In a press pre-briefing, OpenAI CEO Sam Altman touted the model router as a way to tackle what had been a hard-to-decipher list of models to choose from. Altman called the previous model picker interface a “very confusing mess.”
But Falcon said the core problem was that GPT-5 simply didn’t feel like a leap. “GPT-1 to 2 to 3 to 4—each time was a massive jump. Four to five was not noticeably better. That’s what people are upset about.”
Will multiple models add up to AGI?
The debate over model routing led some to call out the ongoing hype over the possibility of artificial general intelligence, or AGI, being developed soon. OpenAI officially defines AGI as “highly autonomous systems that outperform humans at most economically valuable work,” but Altman notably said last week that it is “not a super useful term.”
“What about the promised AGI?” wrote Aiden Chaoyang He, an AI researcher and cofounder of TensorOpera, on X, criticizing the GPT-5 rollout. “Even a powerful company like OpenAI lacks the ability to train a super-large model, forcing them to resort to the Real-time Model Router.”

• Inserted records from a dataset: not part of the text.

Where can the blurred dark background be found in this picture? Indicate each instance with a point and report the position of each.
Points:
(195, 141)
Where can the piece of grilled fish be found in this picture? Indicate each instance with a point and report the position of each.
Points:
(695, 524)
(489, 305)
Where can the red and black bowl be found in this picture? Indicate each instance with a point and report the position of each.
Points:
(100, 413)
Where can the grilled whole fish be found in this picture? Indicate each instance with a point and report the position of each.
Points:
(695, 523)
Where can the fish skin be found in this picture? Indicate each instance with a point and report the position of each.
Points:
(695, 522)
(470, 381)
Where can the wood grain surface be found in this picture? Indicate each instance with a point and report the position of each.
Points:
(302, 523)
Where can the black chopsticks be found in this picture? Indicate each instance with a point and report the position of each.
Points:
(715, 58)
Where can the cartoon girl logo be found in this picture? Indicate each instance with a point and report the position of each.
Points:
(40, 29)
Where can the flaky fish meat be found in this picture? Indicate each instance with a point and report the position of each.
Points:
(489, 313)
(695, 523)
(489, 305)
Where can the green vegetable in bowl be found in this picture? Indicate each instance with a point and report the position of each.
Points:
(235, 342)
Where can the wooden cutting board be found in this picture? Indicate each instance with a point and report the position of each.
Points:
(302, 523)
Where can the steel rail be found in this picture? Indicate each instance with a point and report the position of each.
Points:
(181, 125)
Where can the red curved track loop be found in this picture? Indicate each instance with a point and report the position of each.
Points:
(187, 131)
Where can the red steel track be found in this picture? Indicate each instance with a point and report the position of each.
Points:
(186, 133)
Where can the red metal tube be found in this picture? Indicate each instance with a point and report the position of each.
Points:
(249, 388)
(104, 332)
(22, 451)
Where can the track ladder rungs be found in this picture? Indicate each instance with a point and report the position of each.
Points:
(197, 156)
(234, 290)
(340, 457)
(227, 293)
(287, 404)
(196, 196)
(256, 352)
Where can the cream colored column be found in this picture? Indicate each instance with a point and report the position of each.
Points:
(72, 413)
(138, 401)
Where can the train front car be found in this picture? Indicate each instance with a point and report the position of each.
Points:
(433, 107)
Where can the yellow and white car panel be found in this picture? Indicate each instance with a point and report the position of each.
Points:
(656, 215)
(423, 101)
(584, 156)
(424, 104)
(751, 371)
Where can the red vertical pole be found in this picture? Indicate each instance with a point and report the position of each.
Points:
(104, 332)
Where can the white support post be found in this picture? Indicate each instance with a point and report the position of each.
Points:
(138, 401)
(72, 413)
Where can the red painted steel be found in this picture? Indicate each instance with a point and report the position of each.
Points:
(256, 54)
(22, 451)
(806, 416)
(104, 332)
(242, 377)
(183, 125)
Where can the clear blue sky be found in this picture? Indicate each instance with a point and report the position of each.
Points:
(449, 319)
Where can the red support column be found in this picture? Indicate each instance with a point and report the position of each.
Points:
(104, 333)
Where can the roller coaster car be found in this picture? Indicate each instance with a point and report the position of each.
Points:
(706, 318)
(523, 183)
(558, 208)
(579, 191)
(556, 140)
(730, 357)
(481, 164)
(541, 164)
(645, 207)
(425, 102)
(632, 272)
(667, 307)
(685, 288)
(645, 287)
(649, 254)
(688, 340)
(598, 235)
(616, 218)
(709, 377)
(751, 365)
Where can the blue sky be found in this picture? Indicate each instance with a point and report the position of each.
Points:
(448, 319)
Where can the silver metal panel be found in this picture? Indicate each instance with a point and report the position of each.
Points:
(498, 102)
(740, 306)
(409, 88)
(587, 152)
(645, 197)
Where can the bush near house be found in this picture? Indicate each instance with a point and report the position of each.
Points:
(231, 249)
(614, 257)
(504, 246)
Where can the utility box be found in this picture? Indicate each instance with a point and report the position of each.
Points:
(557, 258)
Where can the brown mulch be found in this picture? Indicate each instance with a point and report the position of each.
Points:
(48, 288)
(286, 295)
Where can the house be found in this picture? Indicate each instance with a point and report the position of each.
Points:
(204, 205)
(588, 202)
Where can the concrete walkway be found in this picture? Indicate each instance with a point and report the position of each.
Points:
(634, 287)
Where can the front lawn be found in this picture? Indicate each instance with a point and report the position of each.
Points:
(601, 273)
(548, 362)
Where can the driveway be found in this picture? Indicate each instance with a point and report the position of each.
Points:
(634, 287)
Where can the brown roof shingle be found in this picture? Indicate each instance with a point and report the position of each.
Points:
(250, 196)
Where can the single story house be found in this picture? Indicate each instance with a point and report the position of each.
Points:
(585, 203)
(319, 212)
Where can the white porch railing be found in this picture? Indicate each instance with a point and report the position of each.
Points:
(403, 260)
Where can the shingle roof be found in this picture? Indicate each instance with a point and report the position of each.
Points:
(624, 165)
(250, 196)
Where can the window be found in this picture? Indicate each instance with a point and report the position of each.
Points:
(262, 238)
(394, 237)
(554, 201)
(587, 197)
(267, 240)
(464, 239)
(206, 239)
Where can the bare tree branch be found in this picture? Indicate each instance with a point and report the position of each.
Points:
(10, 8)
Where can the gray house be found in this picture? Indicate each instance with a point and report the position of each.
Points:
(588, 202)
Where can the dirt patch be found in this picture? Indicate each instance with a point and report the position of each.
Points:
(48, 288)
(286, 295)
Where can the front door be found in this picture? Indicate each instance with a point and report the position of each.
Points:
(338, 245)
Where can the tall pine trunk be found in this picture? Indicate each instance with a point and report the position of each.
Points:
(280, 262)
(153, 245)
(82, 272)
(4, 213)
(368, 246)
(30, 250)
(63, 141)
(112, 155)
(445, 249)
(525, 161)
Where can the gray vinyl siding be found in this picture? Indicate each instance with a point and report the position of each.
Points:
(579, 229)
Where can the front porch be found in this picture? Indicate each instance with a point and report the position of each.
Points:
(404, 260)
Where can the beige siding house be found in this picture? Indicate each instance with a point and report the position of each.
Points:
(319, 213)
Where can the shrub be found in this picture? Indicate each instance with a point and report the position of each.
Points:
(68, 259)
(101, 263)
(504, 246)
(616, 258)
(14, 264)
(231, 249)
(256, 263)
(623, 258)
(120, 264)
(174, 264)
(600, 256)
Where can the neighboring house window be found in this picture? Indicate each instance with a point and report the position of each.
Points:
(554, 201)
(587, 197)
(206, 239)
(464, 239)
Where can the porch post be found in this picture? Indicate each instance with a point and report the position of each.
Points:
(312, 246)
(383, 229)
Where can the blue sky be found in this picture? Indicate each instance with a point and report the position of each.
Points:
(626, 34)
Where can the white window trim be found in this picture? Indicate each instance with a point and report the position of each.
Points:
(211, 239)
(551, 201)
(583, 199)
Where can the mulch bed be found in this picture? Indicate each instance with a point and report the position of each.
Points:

Robert Nishihara, co-founder of AI production platform Anyscale, says scaling is still progressing in AI, but the idea of one all-powerful AI model remains elusive. “It’s hard to build one model that is the best at everything,” he said. That’s why GPT-5 currently runs on a network of models linked by a router, not a single monolith.
OpenAI has said it hopes to unify these into one model in the future, but Nishihara points out that hybrid systems have real advantages: You can upgrade one piece at a time without disrupting the rest, and you get most of the benefits without the cost and complexity of retraining an entire giant model. As a result, Nishihara thinks routing will stick around.
Aiden Chaoyang He agrees. In theory, scaling laws still hold—more data and compute make models better—but in practice, he believes development will “spiral” between two approaches: routing specialized models together, then trying to consolidate them into one. The deciding factors will be engineering costs, compute and energy limits, and business pressures.
The hyped-up AGI narrative may need to adjust, too. “If anyone does anything that’s close to AGI, I don’t know if it’ll literally be one set of weights doing it,” Falcon said, referring to the “brains” behind LLMs. “If it’s a collection of models that feels like AGI, that’s fine. No one’s a purist here.”